Real-time database startup Imply reaches unicorn status with $100M infusion
As the epidemic forces businesses to digitize their operations, the urge to gain value from company data has only intensified. However, many organizations lack the necessary tools. According to a recent Fivetran survey, 82% of businesses make decisions based on outdated data, with 85 percent claiming that this leads to poor decisions and revenue loss.
If manufacturers’ sales pitches are to be believed, stale data and the problems that come with it will soon be a thing of the past, thanks to the widespread adoption of real-time database solutions. In theory, real-time databases can provide rapid insights, allowing organizations to solve line-of-business issues as they arise and react to short-term changes.
Investors believe there is a sizable market for real-time databases, as indicated by the bigger and larger investment tranches. SingleStore, a company that helps businesses connect, analyze, and query their data as a single entity, raised $80 million in funding last September. Imply, another real-time database company, recently announced the completion of a $100 million Series D financing, valuing the company at $1.1 billion post-money.
OMERS Growth Equity, Bessemer Venture Funds, Andreessen Horowitz, and Khosla Ventures all participated in Imply’s round, which was led by Thoma Bravo. Fangjin Yang, co-founder and CEO, said the extra funds would go into product development and increasing the company’s headcount from 200 to 300 by the end of the year.
“The industry at large is upon the next wave of technical hurdles for analytics based on how organizations want to derive value from data. The first wave in the 2000s was trying to solve the large-scale data processing and storage challenges, which [tools like] HDFS, MapReduce, and Spark addressed,” Yang said in an email conversation with TechCrunch. “The second wave in the 2010s was then trying to solve the problem of large-scale query processing, which created the emergence of cloud data warehouses (e.g., Snowflake, Redshift, and BigQuery) and distributed SQL engines (e.g., Impala, Presto, Athena). Now, the challenge organizations are trying to solve are large scale analytics applications enabling interactive data experiences. That’s where … Imply comes in.”
Imply was started in 2015 by Yang, Gian Merlino, and Vadim Ogievetsky in Burlingame, California. Yang worked at Cisco as an R&D engineer, concentrating on networking optimization methods, while Merlino worked at Yahoo as a server software developer (full disclosure: TechCrunch’s parent company).

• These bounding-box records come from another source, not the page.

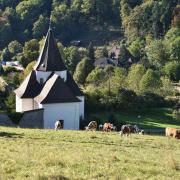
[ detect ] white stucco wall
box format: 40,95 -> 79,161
42,103 -> 79,130
16,95 -> 22,112
77,96 -> 84,118
16,96 -> 34,112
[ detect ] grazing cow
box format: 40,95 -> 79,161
55,120 -> 62,131
119,125 -> 132,136
103,123 -> 113,132
99,124 -> 103,131
166,128 -> 180,139
85,121 -> 97,131
139,130 -> 144,135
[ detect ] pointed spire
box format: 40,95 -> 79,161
49,17 -> 52,30
34,25 -> 66,71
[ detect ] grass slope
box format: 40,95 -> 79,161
88,108 -> 180,128
0,127 -> 180,180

Yang, Merlino, and Ogievetsky met at Metamarkets, a programmatic advertising analytics platform that Snap purchased in 2017. While at Metamarkets, they created Druid, an open source, distributed data store written in Java that analyzes large amounts of real-time and historical data using a cluster of specialized processes.
In 2015, Druid, which is used in production by organizations such as Netflix, Salesforce, and Confluent, switched to an Apache license.

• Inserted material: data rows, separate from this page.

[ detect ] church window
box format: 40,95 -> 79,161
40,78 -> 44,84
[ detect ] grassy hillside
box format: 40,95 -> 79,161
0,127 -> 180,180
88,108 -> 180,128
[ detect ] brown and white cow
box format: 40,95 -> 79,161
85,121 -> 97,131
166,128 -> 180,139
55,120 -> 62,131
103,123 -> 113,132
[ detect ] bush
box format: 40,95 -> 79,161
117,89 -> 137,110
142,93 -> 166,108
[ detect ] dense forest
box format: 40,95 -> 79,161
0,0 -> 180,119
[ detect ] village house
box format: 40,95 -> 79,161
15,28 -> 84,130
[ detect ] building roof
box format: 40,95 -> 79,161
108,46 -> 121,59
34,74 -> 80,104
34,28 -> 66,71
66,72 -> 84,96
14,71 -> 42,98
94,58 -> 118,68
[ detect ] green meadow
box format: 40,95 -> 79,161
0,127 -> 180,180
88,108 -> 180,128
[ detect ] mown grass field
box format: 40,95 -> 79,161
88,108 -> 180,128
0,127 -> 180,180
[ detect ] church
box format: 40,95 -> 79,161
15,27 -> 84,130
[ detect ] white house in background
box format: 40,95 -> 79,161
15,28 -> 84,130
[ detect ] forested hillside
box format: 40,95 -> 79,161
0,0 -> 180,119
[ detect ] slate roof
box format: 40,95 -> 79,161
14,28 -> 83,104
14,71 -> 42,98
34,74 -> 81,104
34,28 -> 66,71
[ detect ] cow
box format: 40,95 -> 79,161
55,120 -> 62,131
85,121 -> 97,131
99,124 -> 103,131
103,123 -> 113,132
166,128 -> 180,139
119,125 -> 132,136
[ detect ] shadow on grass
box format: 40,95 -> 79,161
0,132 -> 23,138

“What’s consistent across companies using Druid … is their ability to unlock more value from data, specifically real-time, streaming events,” Yang added. “Where cloud data warehouses are for reports and dashboards described by infrequent queries by a handful of analysts, Druid enables analytics applications that power interactive, live conversations with data with a limitless number of internal stakeholders and external customers at instant query response times.”
Druid is used by Imply to create completely controlled databases. Furthermore, Yang touts Imply as the “enterprise version” of Druid, claiming that it offers more features and services than the standalone Druid project. Imply, for example, just released Polaris, a cloud database service meant to make streaming, visualization, and other real-time analytics tasks easier.

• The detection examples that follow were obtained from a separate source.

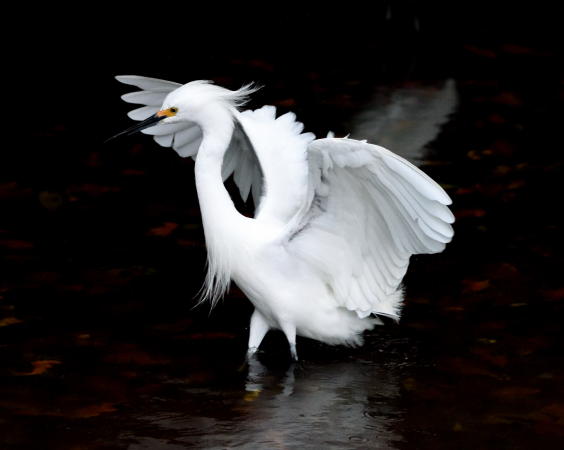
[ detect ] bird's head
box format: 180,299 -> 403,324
107,80 -> 259,139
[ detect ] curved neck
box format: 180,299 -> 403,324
195,108 -> 243,230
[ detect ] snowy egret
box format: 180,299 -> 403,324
109,76 -> 454,360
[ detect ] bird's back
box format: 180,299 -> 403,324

“From a business standpoint, the need for data-driven insights and applications has increased due changes brought about by the pandemic, which in turn has increased the need for Imply’s technology,” Yang added. “[I]nsights are no longer confined to a predefined set of queries in a report. Organizations can now take real-time and historical events at tremendous scale (e.g., clickstream data, cloud application and services metrics, and internet of things telemetry) for operational intelligence, for real-time recommendations, and for extending insights to their customers.”
Imply hopes to benefit as businesses turn to the cloud for database administration. According to Gartner, 75% of all databases will be deployed or transferred to a cloud platform by this year. Imply competes with PostgreSQL, Snowflake, Elastic, and Clickhouse, among other alternative databases and data warehouses, but Yang claims that the firm is sufficiently distinct by its high concurrency and “value” — particularly in the areas of streaming and batch data.
We’ll have to accept Yang’s word for it unless we see detailed comparisons of each platform. Imply claims to have over 150 customers, including Atlassian, Cisco ThousandEyes, InterContinental Exchange, and Reddit, for what it’s worth.
“Applications built on Imply’s database are accessed by many thousands of users,” Yang responded, when asked about Imply’s current revenue. “Druid is unlocking a whole new world of analytics use cases, and it’s creating tremendous value for organizations as they undergo digital transformations.”
To date, Imply has raised $215 million in venture capital.